Lo invisible en arquitectura
FOTO: Héctor Santos-Díez/ Bisimages
Los dueños de una casa deben cambiarla. Necesitan que una persona con minusvalía pueda usarla y que se pueda vivir en ella todo el año. No quieren, sin embargo, que las sensaciones y las emociones que vivían la antigua casa de verano desaparezcan con los cambios. Esa parte fácil de sentir y difícil de expresar es lo invisible en la arquitectura. A veces está en el espacio y otras, en la escala. La luz suele encargarse de ella, pero también la despierta el tacto, los detalles o la vegetación. Ese fue el caso de esta vivienda en San Pedro de Nós (A Coruña).
Los arquitectos sabían que, más allá de lo que pedían los clientes, necesitaban luz “y el sol del este y del sur, tapado por el muro ciego de cierre”. La casa se iba transformando. Un volumen de hormigón sirvió para los baños y las zonas de servicio, otro de madera para el salón comedor; uno más, de ladrillo, para los dormitorios. Un lucernario perimetral, que la recorre entera, vela a la vez por la iluminación, la temperatura, la seguridad y la intimidad. Además, aligera el cierre de la cubierta, provoca nuevas sensaciones y despierta las antiguas. Por eso también la iluminación artificial es perimetral: deja el techo blanco y limpio de protuberancias.
“La nueva casa tiene el espíritu de la antigua. Sus habitantes tienen la sensación de haber vivido siempre en ella”, cuentan hoy los arquitectos. Las baldosas de hormigón de la entrada, recuerdan las piedras que ayudaban a cruzar, sobre los charcos, el antiguo camino de tierra hasta la casa. La mesa exterior tiene espesor suficiente para guardar la leña antes apilada en el suelo. Además, remata el suelo de hormigón, que se levanta para convertirse en bancos o en esa mesa.

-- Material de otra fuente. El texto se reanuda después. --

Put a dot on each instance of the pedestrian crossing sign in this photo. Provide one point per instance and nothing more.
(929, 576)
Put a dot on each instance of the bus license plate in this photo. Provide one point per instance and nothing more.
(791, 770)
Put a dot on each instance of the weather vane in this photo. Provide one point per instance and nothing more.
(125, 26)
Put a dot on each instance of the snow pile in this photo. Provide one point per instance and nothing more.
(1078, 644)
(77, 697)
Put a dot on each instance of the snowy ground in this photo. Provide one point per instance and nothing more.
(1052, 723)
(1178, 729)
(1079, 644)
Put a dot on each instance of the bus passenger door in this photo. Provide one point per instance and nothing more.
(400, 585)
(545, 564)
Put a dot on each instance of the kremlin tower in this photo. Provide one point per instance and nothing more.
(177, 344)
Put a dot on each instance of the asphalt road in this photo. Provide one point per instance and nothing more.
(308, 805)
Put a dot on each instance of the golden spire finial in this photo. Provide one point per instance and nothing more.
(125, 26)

En la esquina del porche hay un árbol plantado. Está allí para ocultar la torre de electricidad, dejándola en un segundo plano. Los tensores de la terraza se confunden con los cables aéreos de media tensión que sobrevuelan la finca, a la vez que sirven de soporte para el emparrado. Todo eso dictó el emparrado: el hecho de mantener las parras existentes dio la base de la modulación utilizada en la estructura de la vivienda sobre la que se eleva el lucernario. Pero hay más: las parras funcionan como reguladoras naturales de la temperatura y la sombra. El agua de lluvia se recoge ahora en un pilón para regar el campo, sin embargo, el ruido recuerda al de la lluvia sobre las planchas de uralita de la antigua vivienda.

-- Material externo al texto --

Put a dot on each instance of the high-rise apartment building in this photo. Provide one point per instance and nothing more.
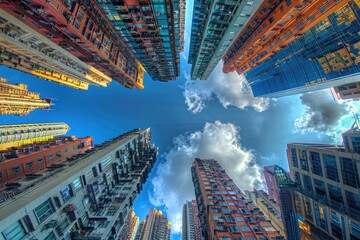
(130, 226)
(328, 199)
(215, 25)
(155, 227)
(32, 160)
(15, 135)
(346, 91)
(69, 42)
(90, 198)
(16, 99)
(269, 207)
(151, 30)
(297, 46)
(224, 210)
(191, 229)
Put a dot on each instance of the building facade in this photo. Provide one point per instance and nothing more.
(32, 160)
(280, 51)
(74, 40)
(191, 229)
(269, 207)
(215, 25)
(224, 210)
(328, 198)
(151, 30)
(347, 91)
(90, 198)
(155, 227)
(130, 226)
(16, 99)
(15, 135)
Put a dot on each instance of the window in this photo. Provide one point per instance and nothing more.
(14, 232)
(15, 169)
(44, 210)
(331, 169)
(349, 172)
(66, 194)
(245, 228)
(234, 229)
(315, 163)
(239, 219)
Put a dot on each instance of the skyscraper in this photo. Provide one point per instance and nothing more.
(224, 210)
(16, 99)
(151, 30)
(346, 91)
(328, 199)
(33, 160)
(70, 42)
(155, 227)
(89, 199)
(215, 25)
(190, 222)
(15, 135)
(130, 226)
(297, 46)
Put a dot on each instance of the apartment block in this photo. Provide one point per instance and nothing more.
(130, 226)
(297, 46)
(224, 210)
(215, 25)
(15, 135)
(269, 207)
(15, 99)
(151, 29)
(69, 42)
(155, 227)
(33, 160)
(89, 198)
(328, 200)
(191, 229)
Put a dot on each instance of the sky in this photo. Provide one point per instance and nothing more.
(217, 119)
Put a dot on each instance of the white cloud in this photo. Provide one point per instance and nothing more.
(230, 89)
(172, 185)
(324, 115)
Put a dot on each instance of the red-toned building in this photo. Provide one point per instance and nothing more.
(85, 32)
(28, 161)
(224, 210)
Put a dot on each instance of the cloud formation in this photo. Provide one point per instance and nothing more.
(230, 89)
(321, 113)
(172, 185)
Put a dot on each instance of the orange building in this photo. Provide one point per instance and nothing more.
(80, 28)
(274, 25)
(32, 160)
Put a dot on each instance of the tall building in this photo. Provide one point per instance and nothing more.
(328, 199)
(346, 91)
(16, 99)
(224, 210)
(269, 207)
(191, 229)
(281, 50)
(90, 198)
(155, 227)
(151, 30)
(69, 42)
(215, 25)
(32, 160)
(130, 226)
(15, 135)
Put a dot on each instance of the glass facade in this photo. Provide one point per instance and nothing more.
(328, 51)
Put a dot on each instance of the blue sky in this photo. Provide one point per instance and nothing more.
(217, 118)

Además, para que quepa la silla de ruedas, todos viven mejor. En el interior, sobre el suelo de iroko –como la carpintería exterior- , todo el mobiliario ha sido diseñado por los arquitectos, incluidos los sofás. Sin apenas tabiques, la casa es siempre amplia y permite ver quién llega desde cualquier punto. Los espacios son más generosos. Se suman y varían en función de la apertura de las puertas correderas. Al final, la parra tenía razón. La casa es un ”paisaje construido” y el emparrado está vivo. Eso da vida a la vivienda, pero es el uso de los espacios cambiantes lo que la dinamiza. Esa arquitectura, que soluciona problemas, y provoca sensaciones, da tanta vida como el antiguo emparrado.
“¿Dónde empieza y acaba la casa?” se preguntan los arquitectos ante una estructura que se prolonga hacia el exterior sujetando el emparrado. “Todo este proceso de construcción de nuestros propios diseños, tan alejado de lo supuestamente ‘estándar’, nos supuso un gasto elevadísimo de energía”, confiesan. Debe quedar claro que lo invisible, en arquitectura, es lo más difícil de conseguir.